Citation: AC v Canada Employment Insurance Commission, 2024 SST 791
Social Security Tribunal of Canada
General Division – Employment Insurance Section
Decision
Appellant: | A. C. |
Respondent: | Canada Employment Insurance Commission |
Decision under appeal: | Canada Employment Insurance Commission reconsideration decision (478891) dated June 8, 2022 (issued by Service Canada) |
Tribunal member: | Leanne Bourassa |
Decision date: | June 10, 2024 |
File number: | GE-24-1505 |
On this page
Decision
[1] The appeal won’t go ahead. The appeal to the General Division of the Social Security Tribunal was not brought in time.
Overview
[2] The Appellant applied for employment insurance benefits. Further to a request for reconsideration, on June 8, 2022, the Respondent issued a decision under section 112 of the Employment Insurance Act (Act). The Appellant appealed that decision to the Social Security Tribunal (Tribunal) on April 18, 2024.
[3] Under subsection 52(2) of the Department of Employment and Social Development Act (DESD Act), in no case may an appeal be brought to the General Division of the Tribunal more than one year after the day on which the Respondent’s reconsideration decision was communicated to the Appellant.
[4] The Tribunal must decide whether the appeal was brought in time.
Analysis
[5] The Tribunal finds that the Respondent’s reconsideration decision was communicated to the Appellant verbally on June 8, 2022. The Respondent provided notes of a phone call with the Appellant on that day, explaining that the decision that he was disqualified from receiving Employment Insurance benefits because he had lost his job because of his own misconduct would be maintained. The Appellant was also told that he had a right to appeal an unfavorable decision to the Tribunal within 30 days.
[6] Following this phone call, a letter was also sent to the Appellant dated June 8, 2022. This letter included an explanation of the Appellant’s right to appeal to the Tribunal, and the 30 day limit to file an appeal.
[7] The Tribunal notes that the address to which this letter was sent is the same address that the Appellant indicated as his on his Notice of Appeal. There is no evidence that this letter was returned to the Respondent as undelivered.

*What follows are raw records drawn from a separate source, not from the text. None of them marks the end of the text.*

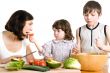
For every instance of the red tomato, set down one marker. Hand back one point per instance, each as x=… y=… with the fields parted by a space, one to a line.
x=39 y=62
x=36 y=62
x=42 y=63
x=31 y=62
x=31 y=34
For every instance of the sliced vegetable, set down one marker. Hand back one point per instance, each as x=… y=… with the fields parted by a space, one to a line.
x=53 y=64
x=36 y=68
x=14 y=64
x=71 y=63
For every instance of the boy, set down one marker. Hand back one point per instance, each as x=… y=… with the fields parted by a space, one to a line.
x=93 y=37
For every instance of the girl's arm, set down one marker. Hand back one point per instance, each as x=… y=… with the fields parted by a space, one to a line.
x=33 y=40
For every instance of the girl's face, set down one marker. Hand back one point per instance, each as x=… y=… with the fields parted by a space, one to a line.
x=59 y=34
x=28 y=27
x=91 y=18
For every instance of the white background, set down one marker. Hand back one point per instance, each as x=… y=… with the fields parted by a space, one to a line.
x=46 y=12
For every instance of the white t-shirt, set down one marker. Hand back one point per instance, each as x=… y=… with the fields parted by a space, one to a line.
x=5 y=53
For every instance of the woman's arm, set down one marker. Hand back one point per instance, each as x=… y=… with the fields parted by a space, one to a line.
x=29 y=58
x=4 y=61
x=78 y=40
x=104 y=47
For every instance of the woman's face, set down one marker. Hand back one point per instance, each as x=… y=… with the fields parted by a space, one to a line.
x=59 y=34
x=28 y=27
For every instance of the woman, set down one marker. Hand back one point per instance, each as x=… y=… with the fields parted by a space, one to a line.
x=13 y=40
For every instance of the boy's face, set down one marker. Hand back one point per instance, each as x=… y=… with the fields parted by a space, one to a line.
x=28 y=27
x=91 y=18
x=59 y=34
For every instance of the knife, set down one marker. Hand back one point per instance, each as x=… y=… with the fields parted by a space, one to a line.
x=29 y=54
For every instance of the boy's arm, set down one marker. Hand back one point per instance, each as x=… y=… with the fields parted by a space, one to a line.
x=105 y=47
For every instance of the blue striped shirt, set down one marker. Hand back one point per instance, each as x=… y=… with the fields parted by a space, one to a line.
x=59 y=50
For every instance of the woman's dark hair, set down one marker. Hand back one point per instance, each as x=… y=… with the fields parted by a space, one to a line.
x=17 y=21
x=65 y=26
x=92 y=5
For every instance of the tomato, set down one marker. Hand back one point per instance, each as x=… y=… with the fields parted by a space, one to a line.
x=39 y=62
x=31 y=34
x=36 y=62
x=42 y=63
x=31 y=62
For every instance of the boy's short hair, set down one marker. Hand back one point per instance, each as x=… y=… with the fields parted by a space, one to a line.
x=92 y=5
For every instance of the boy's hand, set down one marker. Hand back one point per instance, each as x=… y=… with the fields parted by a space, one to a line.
x=75 y=51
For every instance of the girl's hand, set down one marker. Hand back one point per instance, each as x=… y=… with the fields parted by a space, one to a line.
x=75 y=51
x=98 y=43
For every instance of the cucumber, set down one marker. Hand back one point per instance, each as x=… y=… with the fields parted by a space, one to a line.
x=36 y=68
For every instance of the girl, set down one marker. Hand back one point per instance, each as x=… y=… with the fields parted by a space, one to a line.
x=13 y=40
x=61 y=47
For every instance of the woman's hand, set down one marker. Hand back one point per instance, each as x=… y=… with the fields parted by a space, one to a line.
x=75 y=51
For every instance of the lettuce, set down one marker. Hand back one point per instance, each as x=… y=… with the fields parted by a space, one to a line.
x=14 y=65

[8] The Tribunal finds that the Appellant brought the appeal to the General Division of the Tribunal on April 18, 2024. This is the date that the Notice of Appeal is stamped as “received” by the Tribunal.

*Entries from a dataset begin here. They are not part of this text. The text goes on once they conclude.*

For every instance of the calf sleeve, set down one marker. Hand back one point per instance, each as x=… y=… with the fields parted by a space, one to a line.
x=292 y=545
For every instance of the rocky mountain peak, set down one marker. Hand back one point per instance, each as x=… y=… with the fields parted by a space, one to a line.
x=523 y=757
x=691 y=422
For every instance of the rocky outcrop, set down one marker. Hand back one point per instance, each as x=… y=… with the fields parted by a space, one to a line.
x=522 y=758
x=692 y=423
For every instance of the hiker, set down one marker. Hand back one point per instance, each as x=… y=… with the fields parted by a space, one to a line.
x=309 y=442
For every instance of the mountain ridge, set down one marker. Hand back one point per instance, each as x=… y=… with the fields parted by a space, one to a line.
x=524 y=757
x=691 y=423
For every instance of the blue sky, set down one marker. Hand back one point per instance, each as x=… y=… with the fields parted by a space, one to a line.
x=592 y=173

[9] The Tribunal wrote to the Appellant and asked him to confirm if he recalled the June 8, 2022 phone call with the Respondent, when did he receive the Respondent’s letter of June 8, 2022, his address on June 8, 2022, and why he delayed until April 18, 2024 to file his Appellant. This request was sent to the Appellant via email on May 24, 2024 and he was asked to provide his response before May 31, 2024.
[10] The Tribunal records show that the Appellant called the Tribunal on May 27, 2024. The notes of this phone call show that the Appellant only asked for a hearing date to be set after June 9, 2024 as he would be leaving the country until then. The Appellant did not respond to the Tribunal’s questions sent to him on May 24, 2024.
[11] The Tribunal finds that more than one year passed between when the reconsideration decision was communicated to the Appellant and when the appeal was filed.
[12] The Tribunal must apply subsection 52(2) of the DESD Act which clearly states that in no case may an appeal be brought more than one year after the reconsideration decision was communicated to the Appellant.
Conclusion
[13] The appeal to the General Division of the Tribunal was not brought in time and therefore will not proceed.